By default MyCondition1 === condition that was signaled is used to determine whether a handler applies or not, kind of like a case. You can change the default behavior by overriding Condition#handle_by(handler). Either return a Proc to handle it or nil.

You can handle a signal multiple times by returning normally from your handler. Doing this you can, for example, observe the fact that a condition has been signaled without otherwise having any effect on control flow.

SmokeSignals.handle(lambda {|c| puts 'this is run 2nd' }) do
  SmokeSignals.handle(lambda {|c| puts 'this is run 1st' }) do
    begin
      SmokeSignals::Condition.new.signal
      puts 'this is run 3rd because no handlers called rescue or restart'
    end
  end
end

In the case of an ensure block, it is executed after any handlers. It must be executed afterwards because the whole point of signal handlers is that they are run before the stack is unwound. At that point, a signal handler may choose to rescue, restart, or return normally to allow other handlers to execute. In contrast, by the time an exception is caught, rescuing is not an option; it’s a necessity.

SmokeSignals.handle(lambda {|c| puts 'this is run 2nd' }) do
  SmokeSignals.handle(lambda {|c| puts 'this is run 1st' }) do
    begin
      SmokeSignals::Condition.new.signal
      puts 'this is run 3rd because no handlers called rescue or restart'
    ensure
      puts 'this is run last'
    end
  end
end

ensure blocks are executed after handlers, but they are executed before restarts. To see why this design decision was made, consider this example.

def parse_file(filename)
  SmokeSignals.with_restarts(:use_new_filename => lambda {|f| parse_file(f) }) do
    file = nil
    begin
      file = File.open(filename)
      if file.lines.first == '#!/keyword'
        # Parse file
      else
        SmokeSignals::Condition.new.signal!
      end
    ensure
      file.close if file
    end
  end
end

If this function were called and restarted many times, and the stack were not unwound before each restart, then you would have many files open at once. This is why SmokeSignals unwinds the stack before executing restarts, meaning that ensure blocks are run before restarts.

If you like, you can use defs to define restarts. This allows you to use default arguments, etc.

def parse_file(filename)
  SmokeSignals.with_restarts(lambda {
                               def use_new_filename(f)
                                 parse_file(f)
                               end

                               def log_and_abort(logger=Rails.logger)
                                 logger.error("File could not be parsed: #{filename}")
                                 # When called, this will return nil from parse_file.
                                 nil
                               end
                             }) do
    # Do stuff...
  end
end

You can pass arguments to restarts the same way you would when calling Object#send.

SmokeSignals.handle(lambda {|c| c.restart(:log_and_abort, Logger.new(STDOUT)) }) do
  parse_file('foo.txt')
end

Is SmokeSignals a replacement for Ruby exceptions?

Short answer: no, they’re an extension.

Long answer… As shown above, you can achieve all the functionality of exceptions with SmokeSignals.

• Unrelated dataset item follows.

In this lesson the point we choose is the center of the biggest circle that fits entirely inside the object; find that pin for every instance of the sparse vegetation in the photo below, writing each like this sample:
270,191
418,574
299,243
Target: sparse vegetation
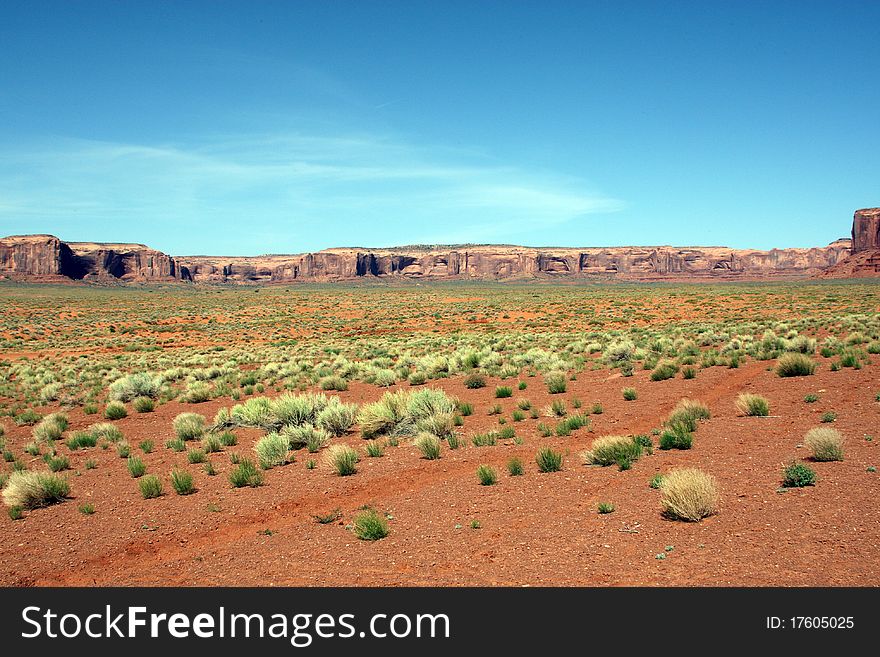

However, you’re probably using some code that doesn’t know about SmokeSignals and raises exceptions instead. Setting a condition handler will not handle these raised exceptions. They couldn’t because in such a case, restarting would be impossible and rescuing would be a necessity. By the time an exception is handled, the stack has already been unwound.

Thread Safety

This library is thread-safe because each thread has its own handlers and restarts. You cannot signal in one thread and handle it in another thread.

Running Tests

rake test

Special Thanks

This was inspired in part by dynamic_vars, an implementation of thread-local dynamic bindings in Ruby!